Testing

Current testing status and the planned testing strategy for Douto.

Current State

Planned Testing Strategy

Testing will be introduced in three phases across milestones v0.3 and v0.5.

Phase 1: Critical Path Tests (v0.3 — F26)

Framework: pytest Target: rechunk_v3.py — the most complex and fragile component

Priority functions to test:

Function	Lines	Why it’s critical
`smart_split()`	~200	The 5-pass chunking algorithm. Core of the entire pipeline.
`detect_section()`	~20	Uses 16 regex patterns to identify legal document structure. Wrong detection = wrong chunk boundaries.
`classify_title()`	~50	Distinguishes content from noise, bibliography, summary, and running headers. False positives lose real content.
`aggregate_footnotes()`	~30	Groups footnotes with parent paragraphs. Broken grouping = orphaned footnotes.
`detect_tail()`	~20	Identifies trailing content (bibliography, index). Misdetection = bibliography mixed with content.
`classify_block_content()`	~40	Classifies blocks as example, table, characteristics, law_article, or bibliography.

Test fixtures: Real markdown samples from legal books (anonymized if needed to avoid IP concerns).

Minimum acceptance: At least one test per function above, covering both the happy path and at least one edge case.

Phase 2: Utility Tests (v0.3 — F27)

Target: Shared functions (currently duplicated, to be extracted to utils.py in F23)

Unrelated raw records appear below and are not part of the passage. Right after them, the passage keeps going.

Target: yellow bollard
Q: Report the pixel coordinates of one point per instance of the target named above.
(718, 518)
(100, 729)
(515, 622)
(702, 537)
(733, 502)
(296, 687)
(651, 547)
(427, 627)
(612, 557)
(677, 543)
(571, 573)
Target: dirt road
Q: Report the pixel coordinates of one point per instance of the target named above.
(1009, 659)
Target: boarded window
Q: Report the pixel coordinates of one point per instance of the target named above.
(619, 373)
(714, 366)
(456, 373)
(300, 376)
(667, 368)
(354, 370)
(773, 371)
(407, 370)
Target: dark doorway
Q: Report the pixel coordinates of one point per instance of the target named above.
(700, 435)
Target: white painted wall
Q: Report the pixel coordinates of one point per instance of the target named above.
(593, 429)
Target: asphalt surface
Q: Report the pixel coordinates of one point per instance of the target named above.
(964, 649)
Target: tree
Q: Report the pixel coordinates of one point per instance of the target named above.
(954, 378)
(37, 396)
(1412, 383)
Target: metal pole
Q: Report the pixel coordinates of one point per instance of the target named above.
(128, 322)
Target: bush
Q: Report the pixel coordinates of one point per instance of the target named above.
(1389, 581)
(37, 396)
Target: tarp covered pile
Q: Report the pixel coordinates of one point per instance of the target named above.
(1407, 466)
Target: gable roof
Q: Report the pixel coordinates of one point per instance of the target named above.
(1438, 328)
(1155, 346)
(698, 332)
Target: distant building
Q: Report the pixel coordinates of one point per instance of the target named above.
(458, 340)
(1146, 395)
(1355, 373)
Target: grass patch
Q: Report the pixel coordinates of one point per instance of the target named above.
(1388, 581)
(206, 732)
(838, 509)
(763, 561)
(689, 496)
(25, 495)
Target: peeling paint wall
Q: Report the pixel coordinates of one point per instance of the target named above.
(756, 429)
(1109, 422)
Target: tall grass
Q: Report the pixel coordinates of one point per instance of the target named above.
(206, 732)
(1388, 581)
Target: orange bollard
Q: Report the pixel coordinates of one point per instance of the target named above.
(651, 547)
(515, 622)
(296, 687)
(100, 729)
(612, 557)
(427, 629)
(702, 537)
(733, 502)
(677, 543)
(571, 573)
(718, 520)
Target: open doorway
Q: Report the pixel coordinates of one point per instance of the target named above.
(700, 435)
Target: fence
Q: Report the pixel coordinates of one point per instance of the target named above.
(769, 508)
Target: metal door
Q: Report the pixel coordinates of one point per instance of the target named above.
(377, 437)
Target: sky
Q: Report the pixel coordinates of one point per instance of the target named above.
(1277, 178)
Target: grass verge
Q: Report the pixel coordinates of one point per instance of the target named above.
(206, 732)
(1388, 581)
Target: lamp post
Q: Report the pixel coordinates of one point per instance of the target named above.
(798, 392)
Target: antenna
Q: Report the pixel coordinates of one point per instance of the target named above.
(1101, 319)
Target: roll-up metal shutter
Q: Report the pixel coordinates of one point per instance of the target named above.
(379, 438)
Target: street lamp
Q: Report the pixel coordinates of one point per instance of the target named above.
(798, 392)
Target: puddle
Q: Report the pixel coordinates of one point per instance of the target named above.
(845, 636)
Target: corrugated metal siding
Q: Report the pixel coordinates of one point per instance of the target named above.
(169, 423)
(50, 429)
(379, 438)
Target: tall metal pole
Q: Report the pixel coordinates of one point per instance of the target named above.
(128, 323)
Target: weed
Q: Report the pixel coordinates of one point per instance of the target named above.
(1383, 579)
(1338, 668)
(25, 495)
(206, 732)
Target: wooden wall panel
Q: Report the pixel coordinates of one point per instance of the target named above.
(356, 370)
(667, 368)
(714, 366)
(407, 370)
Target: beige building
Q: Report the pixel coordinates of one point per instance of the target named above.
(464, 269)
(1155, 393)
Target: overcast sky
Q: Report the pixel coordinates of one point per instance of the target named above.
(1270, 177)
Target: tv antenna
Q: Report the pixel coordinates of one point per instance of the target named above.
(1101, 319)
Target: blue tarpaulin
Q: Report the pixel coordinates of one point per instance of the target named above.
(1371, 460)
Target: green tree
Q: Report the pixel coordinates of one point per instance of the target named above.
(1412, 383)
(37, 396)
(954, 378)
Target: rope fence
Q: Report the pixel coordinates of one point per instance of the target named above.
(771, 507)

Function	Edge cases to cover
`parse_frontmatter()`	Values with colons (`titulo: "Codigo Civil: Comentado"`), hash symbols, multiline values, missing frontmatter, malformed YAML
`slugify()`	Unicode characters, accented letters, special characters, collision-prone inputs (e.g., “Contratos - Vol. 1” vs. “Contratos - Vol 1”)
`extract_json()`	Valid JSON in markdown code blocks, JSON with extra text around it, malformed JSON, nested objects
`compose_embedding_text()`	Missing metadata fields, empty body, very long text (truncation at 512 tokens)

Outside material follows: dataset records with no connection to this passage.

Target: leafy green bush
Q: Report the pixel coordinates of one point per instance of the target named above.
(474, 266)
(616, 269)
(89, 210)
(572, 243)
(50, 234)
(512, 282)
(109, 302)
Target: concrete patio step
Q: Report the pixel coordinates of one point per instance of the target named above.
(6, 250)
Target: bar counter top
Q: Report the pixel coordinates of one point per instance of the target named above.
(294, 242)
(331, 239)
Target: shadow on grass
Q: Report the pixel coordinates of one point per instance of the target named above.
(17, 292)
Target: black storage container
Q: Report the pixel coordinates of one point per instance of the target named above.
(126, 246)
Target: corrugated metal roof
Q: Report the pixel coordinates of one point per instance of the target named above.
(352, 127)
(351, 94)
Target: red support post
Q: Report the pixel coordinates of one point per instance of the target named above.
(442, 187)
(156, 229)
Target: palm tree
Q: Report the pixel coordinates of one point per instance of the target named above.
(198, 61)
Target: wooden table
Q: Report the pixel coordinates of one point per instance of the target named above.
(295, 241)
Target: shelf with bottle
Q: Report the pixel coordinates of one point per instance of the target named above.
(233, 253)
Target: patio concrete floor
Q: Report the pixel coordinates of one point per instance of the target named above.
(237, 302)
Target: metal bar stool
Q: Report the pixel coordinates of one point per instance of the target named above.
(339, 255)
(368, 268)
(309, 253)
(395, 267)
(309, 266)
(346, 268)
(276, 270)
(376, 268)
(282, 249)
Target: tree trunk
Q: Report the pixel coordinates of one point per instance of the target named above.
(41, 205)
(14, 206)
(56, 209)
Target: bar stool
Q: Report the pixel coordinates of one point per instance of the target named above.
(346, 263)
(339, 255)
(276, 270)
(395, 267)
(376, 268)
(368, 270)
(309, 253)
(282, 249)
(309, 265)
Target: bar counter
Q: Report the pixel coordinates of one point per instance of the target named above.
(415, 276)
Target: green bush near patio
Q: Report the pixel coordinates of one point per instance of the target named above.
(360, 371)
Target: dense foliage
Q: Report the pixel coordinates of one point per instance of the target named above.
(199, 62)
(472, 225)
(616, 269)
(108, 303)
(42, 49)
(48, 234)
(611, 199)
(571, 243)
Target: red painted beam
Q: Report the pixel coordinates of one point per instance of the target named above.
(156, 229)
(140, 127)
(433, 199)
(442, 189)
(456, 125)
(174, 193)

Phase 3: Search Quality Tests (v0.5 — F40)

Target: End-to-end search quality evaluation

Component	What to measure
Evaluation set	30+ queries with expected result chunks (manually curated)
recall@5	What fraction of expected results appear in top 5?
recall@10	What fraction appear in top 10?
nDCG	Are the most relevant results ranked highest?
Regression detection	Before/after comparison when pipeline changes (new model, new prompt, rechunking)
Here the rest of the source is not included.